彼女の意識の中では、呪文のようにただ一つの思いが絶え間なく繰り返されていた。
『力を取り戻さなきゃ……。絶対に取り戻す。二度と誰も……失わないために……』
ズタズタに引き裂かれたマナの残滓がゆっくりと結びつき、損傷した回路を少しずつ修復していく。
数時間後。
アイロンはエルムヴィクの村の通りをゆっくりと歩いていた。
日はすでに夕暮れへと傾き始めている。
柔らかな黄金色の陽射しが、木の柵や、乾燥した藁葺きの低い屋根、そして畑から戻ってくるまばらな村人たちを照らし出していた。

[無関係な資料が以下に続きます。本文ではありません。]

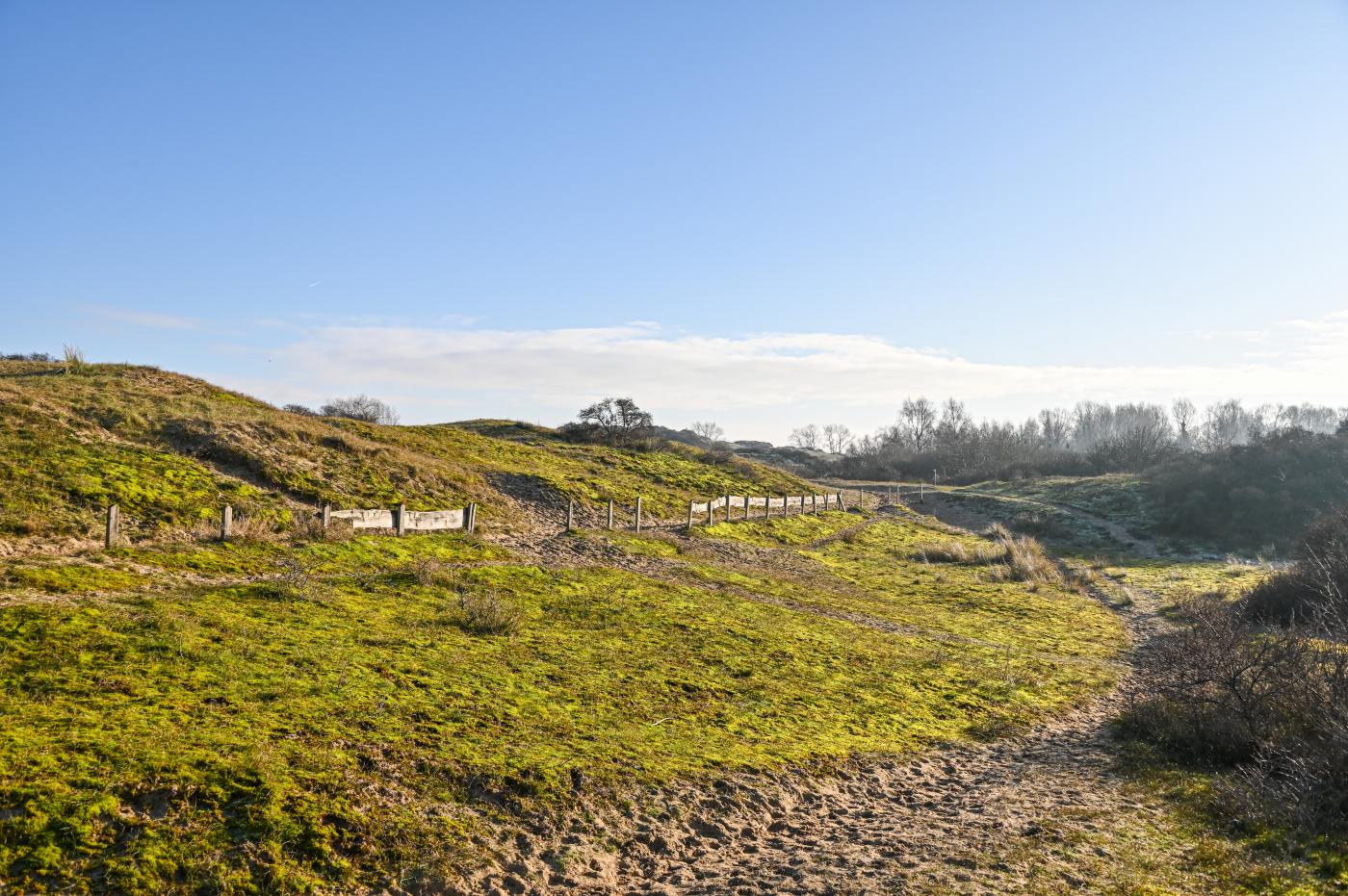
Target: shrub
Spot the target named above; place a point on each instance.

エンジニアは周囲を見渡したが、その眼差しには冷たさと疎外感しか宿っていない。
エルムヴィクの景色は、あまりにも……「普通」すぎた。
この静かな村は、建物の輪郭がどこかドーンヘイムに似ていなくもなかったが、それすらも大きく異なっている。
ここには、火薬の匂いも、汗の匂いも、そしてこびりついた血の匂いもない。
通り過ぎる農民たちは、清潔な服を着て鋼の義手を持つアイロンを、驚きと少しの警戒心が混じった目で見つめていた。
彼は両手を後ろで組み、踏み固められた土の上を一定の歩調で歩きながら、脳内でリュモンに語りかけた。